Você pode levar sua equipe para trabalhar no Palácio com você?
  • Ninguém! Só consegui autorização para levar as minhas facas!
 
Como foi isso?
  • Na verdade era a primeira vez na história do Brasil que a residência do Presidente da República teria a figura do chef de cozinha. Era tudo muito novo, todo mundo tinha muito receio. Menos eu.
 
Você sentiu algum preconceito da brigada pelo fato de ter uma mulher no comando?
  • É claro que não foi das tarefas mais fáceis, mas foi um desafio muito interessante. Aprendi muito com a disciplina e a hierarquia dos militares, que afinal são fundamentais numa brigada de cozinha. Sempre fui respeitada e me fiz respeitar também, porque sem o respeito não se lidera. Eles tiveram que reaprender o bê-á-bá da cozinha, desde o arroz com feijão até o confit de pato, técnica que eles nunca tinham ouvido falar. Mas quando os resultados, não só da capacitação técnica da brigada, mas da organização, do controle da cozinha e da própria repercussão do trabalho começaram a aparecer, foi muito gratificante para todos nós.
 
Como é ser autodidata num momento em que as escolas de gastronomia pipocam Brasil e mundo afora?

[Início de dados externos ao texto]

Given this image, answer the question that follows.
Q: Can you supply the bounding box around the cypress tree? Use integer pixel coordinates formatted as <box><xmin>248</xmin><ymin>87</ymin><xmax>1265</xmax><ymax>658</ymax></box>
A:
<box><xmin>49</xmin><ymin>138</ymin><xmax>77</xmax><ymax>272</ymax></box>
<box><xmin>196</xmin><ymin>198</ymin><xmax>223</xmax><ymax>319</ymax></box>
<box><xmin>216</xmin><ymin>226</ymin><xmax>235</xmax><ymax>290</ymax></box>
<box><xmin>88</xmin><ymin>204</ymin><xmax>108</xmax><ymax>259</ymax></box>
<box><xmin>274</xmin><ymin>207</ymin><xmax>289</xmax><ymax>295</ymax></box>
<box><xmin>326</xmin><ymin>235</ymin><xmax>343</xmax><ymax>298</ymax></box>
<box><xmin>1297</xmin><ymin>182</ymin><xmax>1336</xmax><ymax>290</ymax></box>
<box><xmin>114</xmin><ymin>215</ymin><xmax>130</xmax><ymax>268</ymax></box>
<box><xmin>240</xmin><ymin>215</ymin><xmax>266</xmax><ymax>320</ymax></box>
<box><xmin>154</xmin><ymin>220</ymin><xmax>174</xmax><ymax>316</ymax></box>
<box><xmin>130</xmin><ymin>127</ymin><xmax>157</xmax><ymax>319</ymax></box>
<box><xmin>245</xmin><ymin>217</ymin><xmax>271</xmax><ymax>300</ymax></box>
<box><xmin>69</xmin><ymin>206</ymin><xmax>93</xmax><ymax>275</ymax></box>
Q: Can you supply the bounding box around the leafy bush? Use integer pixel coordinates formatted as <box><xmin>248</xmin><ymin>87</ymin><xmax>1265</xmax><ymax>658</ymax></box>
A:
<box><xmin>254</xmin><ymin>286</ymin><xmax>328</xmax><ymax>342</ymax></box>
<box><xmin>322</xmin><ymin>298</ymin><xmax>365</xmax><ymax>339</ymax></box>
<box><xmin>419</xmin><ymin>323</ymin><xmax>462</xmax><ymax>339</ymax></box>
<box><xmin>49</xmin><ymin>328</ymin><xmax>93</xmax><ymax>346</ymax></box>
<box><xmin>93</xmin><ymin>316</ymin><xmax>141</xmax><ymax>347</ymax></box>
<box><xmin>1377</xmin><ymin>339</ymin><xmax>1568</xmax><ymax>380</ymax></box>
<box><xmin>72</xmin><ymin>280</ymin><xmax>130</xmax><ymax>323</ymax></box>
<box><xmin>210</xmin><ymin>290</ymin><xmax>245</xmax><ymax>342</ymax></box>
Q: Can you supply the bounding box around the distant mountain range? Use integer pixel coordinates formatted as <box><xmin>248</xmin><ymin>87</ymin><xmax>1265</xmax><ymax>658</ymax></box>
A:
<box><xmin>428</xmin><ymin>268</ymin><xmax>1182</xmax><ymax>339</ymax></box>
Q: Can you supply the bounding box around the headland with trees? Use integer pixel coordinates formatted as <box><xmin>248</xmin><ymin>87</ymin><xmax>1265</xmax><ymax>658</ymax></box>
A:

  • O autodidatismo não é o caminho mais fácil, requer muito mais determinação e paciência. No meu caso eu não tive escolha, porque simplesmente não tinha condições de pagar um curso técnico. Mas hoje quando me perguntam sobre isso eu só tenho uma opinião: é claro que o melhor caminho é o das escolas. Apesar disso, acredito que ainda possamos melhorar muito o nível dessa discussão e aprimorar essas etapas se os chefs e as faculdades trabalharem mais próximos. Às vezes eu tenho um estagiário de nível superior na minha cozinha que não sabe nem para onde corre na hora do serviço e no terceiro dia ele já está se questionando se é aquilo mesmo o que ele quer da vida. Claro, o que venderam para ele foi um conto de fadas e a realidade é bem diferente.

    Como desenvolveu sua técnica de trabalho?

      Quando eu decidi que era na cozinha que eu queria passar o resto da minha vida, tracei estratégias para conseguir alcançar esse ideal. Mesmo sem saber se iria dar certo, essa é a grande dica para não se abandonar um sonho. Não sabia exatamente por onde começar, mas não tinha dinheiro para pagar um curso técnico. Comecei então a escrever para várias escolas de culinária e pedir o programa de treinamento delas. Depois disso criei o meu programa com base nos dados que recebi. Se ali dizia que num determinado dia da semana os alunos passariam duas horas cortando verduras e legumes para ganhar agilidade com as facas, eu passava seis! Assim eu passei pelo menos três anos trancada na minha cozinha enfrentando uma rotina pesada de prática e aprimoramento de coisas que eu nunca havia tido contato na vida. É um caminho mais longo e por isso mesmo tem que ser trilhado com muita mais persistência e determinação.